Donations from Rose Jackson ($50) of Oxford, North Carolina and Kathleen Trent of San Antonio, Texas ($170) pushed us to our goal of $2,460. Jabel Ceesay, one of our administrators in Nema Kuku, The Gambia will soon forward video thank yous for those who are sponsoring the education of the children in our program.
Unlike industrialized nations where the populations are getting much older, The Gambia is much like other African nations with about 60 percent of the Gambian population being under the age of 25. Consequently, much of the world’s future is African. We are proud that our readers are helping to prepare the world’s future.
Kennis Henry, who support the Port of Harlem Gambian Education Partnership, was excited to visit the Gambia this summer and saw our exhibit “From These Shores,” at the Juffureh Slavery Museum.
“They were excited that we were there and wishes that more of us will come,” she says about the Gambians she met.
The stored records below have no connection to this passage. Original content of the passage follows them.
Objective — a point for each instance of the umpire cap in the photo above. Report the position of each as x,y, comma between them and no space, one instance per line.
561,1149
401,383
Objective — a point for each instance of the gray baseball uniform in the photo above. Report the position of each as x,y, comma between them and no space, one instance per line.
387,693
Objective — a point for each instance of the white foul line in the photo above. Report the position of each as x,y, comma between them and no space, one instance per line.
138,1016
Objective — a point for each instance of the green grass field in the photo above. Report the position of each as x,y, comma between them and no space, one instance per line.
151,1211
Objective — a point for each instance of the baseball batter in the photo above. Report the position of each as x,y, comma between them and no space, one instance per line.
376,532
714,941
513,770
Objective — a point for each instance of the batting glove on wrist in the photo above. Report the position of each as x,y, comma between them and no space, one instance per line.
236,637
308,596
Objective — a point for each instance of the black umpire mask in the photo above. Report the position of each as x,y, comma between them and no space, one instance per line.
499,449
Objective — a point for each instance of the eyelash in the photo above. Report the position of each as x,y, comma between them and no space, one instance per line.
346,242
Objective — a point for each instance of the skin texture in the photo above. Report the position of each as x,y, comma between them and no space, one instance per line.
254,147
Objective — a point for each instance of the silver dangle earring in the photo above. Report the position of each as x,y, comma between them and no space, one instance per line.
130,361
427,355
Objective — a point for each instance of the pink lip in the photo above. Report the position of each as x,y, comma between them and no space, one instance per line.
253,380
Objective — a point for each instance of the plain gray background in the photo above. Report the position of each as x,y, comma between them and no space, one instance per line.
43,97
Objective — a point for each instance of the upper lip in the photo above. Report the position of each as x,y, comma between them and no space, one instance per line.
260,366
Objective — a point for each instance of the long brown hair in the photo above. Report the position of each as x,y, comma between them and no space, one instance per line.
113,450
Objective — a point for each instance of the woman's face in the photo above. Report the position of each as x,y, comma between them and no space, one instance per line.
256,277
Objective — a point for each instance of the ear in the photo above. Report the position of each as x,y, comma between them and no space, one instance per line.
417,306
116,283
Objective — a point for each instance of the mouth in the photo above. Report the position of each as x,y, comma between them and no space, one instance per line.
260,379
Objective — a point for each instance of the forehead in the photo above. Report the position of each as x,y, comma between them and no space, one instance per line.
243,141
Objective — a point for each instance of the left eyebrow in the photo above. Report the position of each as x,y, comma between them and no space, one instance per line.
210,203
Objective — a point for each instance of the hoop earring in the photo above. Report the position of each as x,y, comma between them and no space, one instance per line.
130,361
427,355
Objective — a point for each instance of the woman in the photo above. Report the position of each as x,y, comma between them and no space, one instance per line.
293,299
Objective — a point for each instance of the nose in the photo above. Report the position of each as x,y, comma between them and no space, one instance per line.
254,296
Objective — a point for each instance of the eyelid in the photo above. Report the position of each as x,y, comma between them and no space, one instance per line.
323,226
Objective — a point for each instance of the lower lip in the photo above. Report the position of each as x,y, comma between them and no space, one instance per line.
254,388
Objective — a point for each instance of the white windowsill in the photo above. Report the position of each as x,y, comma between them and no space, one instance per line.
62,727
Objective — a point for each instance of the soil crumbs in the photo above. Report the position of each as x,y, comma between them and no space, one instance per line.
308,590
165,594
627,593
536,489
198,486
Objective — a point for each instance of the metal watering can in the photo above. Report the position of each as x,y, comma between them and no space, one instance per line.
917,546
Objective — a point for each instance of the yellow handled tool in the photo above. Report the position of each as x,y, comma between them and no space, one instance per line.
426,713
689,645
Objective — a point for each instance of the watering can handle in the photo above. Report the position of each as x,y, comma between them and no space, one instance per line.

The exhibit was “informative, but I did not have enough time to study it,” she added. “I want to go back,” she continued. (The exhibit is online, a first for museum.)
During the Sunday, March 5 opening ceremonies for the “From These Shores” exhibit at the Juffureh Slavery Museum, Hassoum Ceesay, Director General, National Centre for Arts and Culture in The Gambia, proclaimed, “This exhibit raises the museum’s standard to a new level.” The historic markers the exhibit crosses include Africanization, appearance, and internet presence.
In addition to calling the exhibit in the colonial language, English, the display is also titled in six local languages, Mandinka, Serer, Wollof, Jola, Aku, and Fula. The exhibit is also titled in French, the colonial language of neighboring sister-nation Senegal. “For the first time, the museum’s exhibit has been decolonized,” declared Hassoum Ceesay, the director at the National Centre for Arts and Culture which oversees the museum.
He added that the more inclusive title will improve access to the exhibit since less than 40 percent of Gambians can communicate in English. “From These Shores, or “Kabo Nying Fankas,” in Mandinka, also includes a panel on the N’ko script, the first of such panel in the Juffureh, North Bank, The Gambia institution. N’ko is used to write in the Manding languages of which Mandinka is one and is the most dominate language in the West African nation.